En 1962, il écrit une
chanson "anti-chasse" très engagée qu'il propose à Julos Beaucarne
et Dick Annegarn. Devant leur refus poli, il ose aller la chanter
lui même à Radio Télévision Luxembourg, où elle connaît une gloire
éphémère. Tout le monde se souvient sans doute de ce refrain, "Et
moi je dis : Hélas ! / Quand tu tires la chasse / Où cela s'en va
/ Tu n'y réfléchit pas..." qui accompagnait une publicité pour
le papier Lotus. Il compose une autre chanson pour de la bière,
en 1964 et demi. En 1975, il emménage dans une péniche avec laquelle
il entreprend le tour du monde. Il échoue sur la plage d'Ostende
et transforme pour l'été son épave en cabane à frites.
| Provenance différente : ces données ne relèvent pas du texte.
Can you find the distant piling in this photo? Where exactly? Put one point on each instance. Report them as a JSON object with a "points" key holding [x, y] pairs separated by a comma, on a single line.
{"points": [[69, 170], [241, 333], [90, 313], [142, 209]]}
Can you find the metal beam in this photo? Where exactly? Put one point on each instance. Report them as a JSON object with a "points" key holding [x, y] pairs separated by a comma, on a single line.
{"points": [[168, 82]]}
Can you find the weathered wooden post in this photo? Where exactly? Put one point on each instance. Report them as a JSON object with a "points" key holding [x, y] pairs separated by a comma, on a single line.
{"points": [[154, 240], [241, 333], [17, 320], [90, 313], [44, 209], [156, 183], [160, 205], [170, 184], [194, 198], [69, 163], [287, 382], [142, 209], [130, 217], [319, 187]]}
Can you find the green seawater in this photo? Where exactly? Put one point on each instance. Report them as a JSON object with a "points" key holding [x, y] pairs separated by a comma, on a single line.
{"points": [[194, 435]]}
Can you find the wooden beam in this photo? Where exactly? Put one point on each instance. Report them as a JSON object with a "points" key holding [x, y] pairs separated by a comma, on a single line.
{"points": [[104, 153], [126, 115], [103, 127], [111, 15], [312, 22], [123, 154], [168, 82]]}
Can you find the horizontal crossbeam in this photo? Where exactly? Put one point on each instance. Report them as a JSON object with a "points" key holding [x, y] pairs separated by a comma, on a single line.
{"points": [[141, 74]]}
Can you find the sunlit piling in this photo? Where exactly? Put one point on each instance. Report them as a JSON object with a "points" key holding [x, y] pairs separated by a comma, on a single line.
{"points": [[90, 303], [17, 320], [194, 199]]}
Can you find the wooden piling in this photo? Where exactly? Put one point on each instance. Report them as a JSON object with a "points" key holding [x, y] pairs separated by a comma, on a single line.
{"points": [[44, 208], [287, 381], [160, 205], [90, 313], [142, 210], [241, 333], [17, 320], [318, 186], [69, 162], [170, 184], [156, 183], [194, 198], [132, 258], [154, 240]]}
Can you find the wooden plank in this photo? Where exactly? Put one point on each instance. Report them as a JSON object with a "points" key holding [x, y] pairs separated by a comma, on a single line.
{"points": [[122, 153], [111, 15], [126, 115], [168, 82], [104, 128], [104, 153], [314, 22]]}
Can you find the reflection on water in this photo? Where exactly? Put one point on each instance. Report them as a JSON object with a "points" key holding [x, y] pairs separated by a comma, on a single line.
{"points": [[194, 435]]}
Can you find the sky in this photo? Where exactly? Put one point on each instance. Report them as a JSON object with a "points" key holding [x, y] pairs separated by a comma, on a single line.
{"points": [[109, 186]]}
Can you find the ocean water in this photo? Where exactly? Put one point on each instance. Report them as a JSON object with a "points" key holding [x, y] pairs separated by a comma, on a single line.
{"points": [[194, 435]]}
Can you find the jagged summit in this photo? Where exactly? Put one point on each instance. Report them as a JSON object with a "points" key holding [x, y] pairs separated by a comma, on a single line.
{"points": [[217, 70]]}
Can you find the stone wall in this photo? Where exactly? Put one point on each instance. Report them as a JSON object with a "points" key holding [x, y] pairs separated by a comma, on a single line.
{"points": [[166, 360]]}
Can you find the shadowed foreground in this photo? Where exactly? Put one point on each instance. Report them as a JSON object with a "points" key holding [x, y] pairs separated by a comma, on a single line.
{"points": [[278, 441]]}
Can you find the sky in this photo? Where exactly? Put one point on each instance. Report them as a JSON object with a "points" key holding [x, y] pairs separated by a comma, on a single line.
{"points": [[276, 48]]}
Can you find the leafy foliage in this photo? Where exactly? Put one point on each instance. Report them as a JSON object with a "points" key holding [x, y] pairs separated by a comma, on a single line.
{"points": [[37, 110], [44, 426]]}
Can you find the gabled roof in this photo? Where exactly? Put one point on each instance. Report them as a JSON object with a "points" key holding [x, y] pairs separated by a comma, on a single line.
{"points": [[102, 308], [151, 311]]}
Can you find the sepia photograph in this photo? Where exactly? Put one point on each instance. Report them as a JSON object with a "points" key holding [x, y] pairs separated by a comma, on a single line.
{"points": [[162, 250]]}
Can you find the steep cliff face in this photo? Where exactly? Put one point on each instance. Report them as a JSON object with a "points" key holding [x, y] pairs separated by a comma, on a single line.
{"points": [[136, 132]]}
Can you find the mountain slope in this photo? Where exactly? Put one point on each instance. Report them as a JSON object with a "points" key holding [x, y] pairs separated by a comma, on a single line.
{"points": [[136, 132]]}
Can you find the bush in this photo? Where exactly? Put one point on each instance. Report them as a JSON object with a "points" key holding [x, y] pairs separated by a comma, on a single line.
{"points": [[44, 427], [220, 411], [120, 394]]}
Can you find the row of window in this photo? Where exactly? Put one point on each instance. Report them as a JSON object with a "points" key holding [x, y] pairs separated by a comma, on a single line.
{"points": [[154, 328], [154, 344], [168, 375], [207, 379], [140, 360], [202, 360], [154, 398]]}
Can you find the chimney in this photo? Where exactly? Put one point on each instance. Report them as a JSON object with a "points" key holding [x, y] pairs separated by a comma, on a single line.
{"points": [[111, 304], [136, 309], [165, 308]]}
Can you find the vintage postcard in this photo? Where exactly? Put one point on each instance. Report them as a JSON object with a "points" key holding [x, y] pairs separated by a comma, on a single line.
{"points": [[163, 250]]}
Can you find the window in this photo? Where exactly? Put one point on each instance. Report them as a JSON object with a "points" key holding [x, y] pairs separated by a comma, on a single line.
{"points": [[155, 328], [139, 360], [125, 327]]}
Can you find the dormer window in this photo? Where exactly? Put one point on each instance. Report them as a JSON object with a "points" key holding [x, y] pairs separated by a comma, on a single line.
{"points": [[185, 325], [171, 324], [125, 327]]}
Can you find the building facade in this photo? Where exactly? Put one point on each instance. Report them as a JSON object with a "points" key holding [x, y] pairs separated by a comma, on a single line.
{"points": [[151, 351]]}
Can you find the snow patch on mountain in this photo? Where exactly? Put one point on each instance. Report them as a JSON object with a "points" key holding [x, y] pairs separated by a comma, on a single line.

Expulsé par
les policiers au motif qu'il ne peut présenter son permis de construire,
il s'en revient à Bruxelles. Là, il exécute de nombreuses peintures
à l'huile dont il avait quelques bidons de reste. Glissons rapidement
sur son "traité de la raison déraisonnante" et ses cours
de "politique d'aménagement des rives des canaux pour la coexistence
des anisoptères (libellules) et des phryganes (insectes dont les
larves sont aquatiques)". On entend à nouveau parler de lui
en 1998, alors qu'il dépose auprès du gouvernement belge un ambitieux
projet de pistes cyclables en "authentiques pavés bruxellois".
Aux dernières nouvelles,
Albert Wazembeek Van Brouk dessinerait une nouvelle collection de
shorts molletonnés pour les cyclistes.